Testosterone replacement therapy is a challenging issue in both male cancer survivors and in the general male population. Age has a significant influence on physiological testosterone levels. To evaluate endocrine hypogonadism at least two morning blood samples are needed and clinical symptoms, age and possible contraindications for testosterone substitution have to be considered. Owing to these caveats our study patients’ with endocrine hypogonadism identified in this study were offered repeated hormone analyses and clinical examination at the outpatient clinic before any testosterone substitution was initiated.

There are some limitations to be discussed:

The compliers were older at survey than the non-compliers. This may have caused a biased patient sample with a slightly higher proportion of hypogonadism in our patient sample than in the total population of male lymphoma survivors.

Our patients’ age ranged from 21 to 73 years at survey and we found a fivefold increase in the risk of endocrine hypogonadism in men aged above 50 years at survey compared to those less than 40 years at survey. Similarly, Howell et al (1999) reported increasing risk of chemotherapy-induced Leydig cell damage with increasing age, and an age-dependent decline in testosterone levels was reported by Greenfield et al (2007). Studies from the general population have shown age-related decrease in testosterone values (Svartberg et al, 2003; Mohr et al, 2005). As our normal range for testosterone was not age adjusted, this may have lead to a comparatively broad allocation of older men to the group of endocrine hypogonadism. As a further limitation we could not consider chronic co-morbidity or any long-lasting medication in our patients, which might also have influenced our findings.

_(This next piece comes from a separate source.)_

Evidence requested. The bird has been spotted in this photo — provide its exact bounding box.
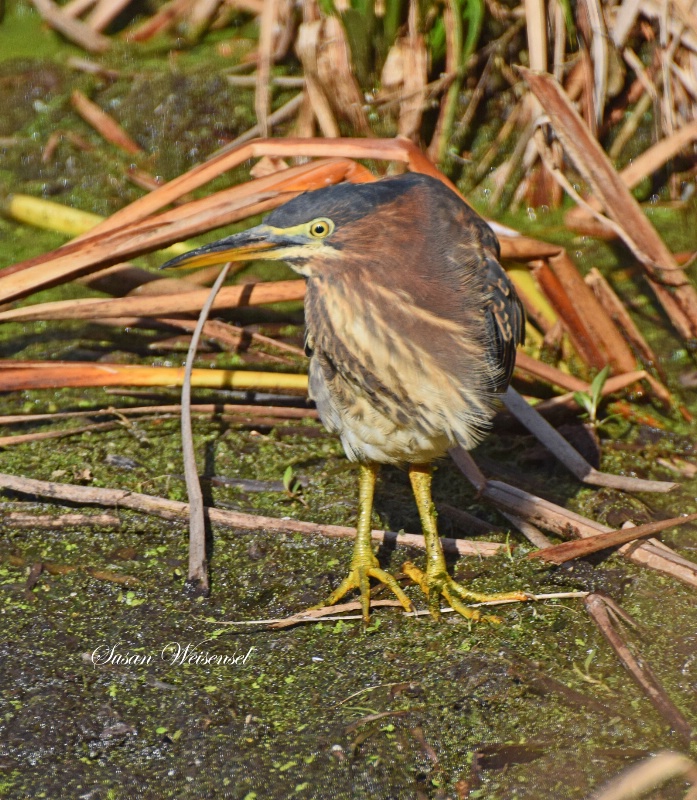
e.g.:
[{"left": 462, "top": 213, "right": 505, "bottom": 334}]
[{"left": 163, "top": 173, "right": 527, "bottom": 623}]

Seven patients registered in the database with both HL and NHL had their gonadal hormones assessed, and were grouped according to their first diagnosis. This may have biased the results because their treatment consisted of combinations of different types of chemotherapy.

The strength of this cross-sectional study is that it consists of a large series of male survivors after both HL and NHL with known treatment details and gonadal hormones assessed by a single laboratory. We achieved a compliance of 45%, which we consider satisfactory taken into account that this long-term follow-up survey implied blood sampling at a GP's office.

The results of this study implicate that gonadal hormones should be assessed regularly in male lymphoma survivors, especially after treatment with high-dose alkylating agents and HDT and in male patients 50 years and older. If gonadal hormones indicate hypogonadism, further analyses and clinical evaluation should evaluate the need of testosterone substitution to avoid the development of serious health problems.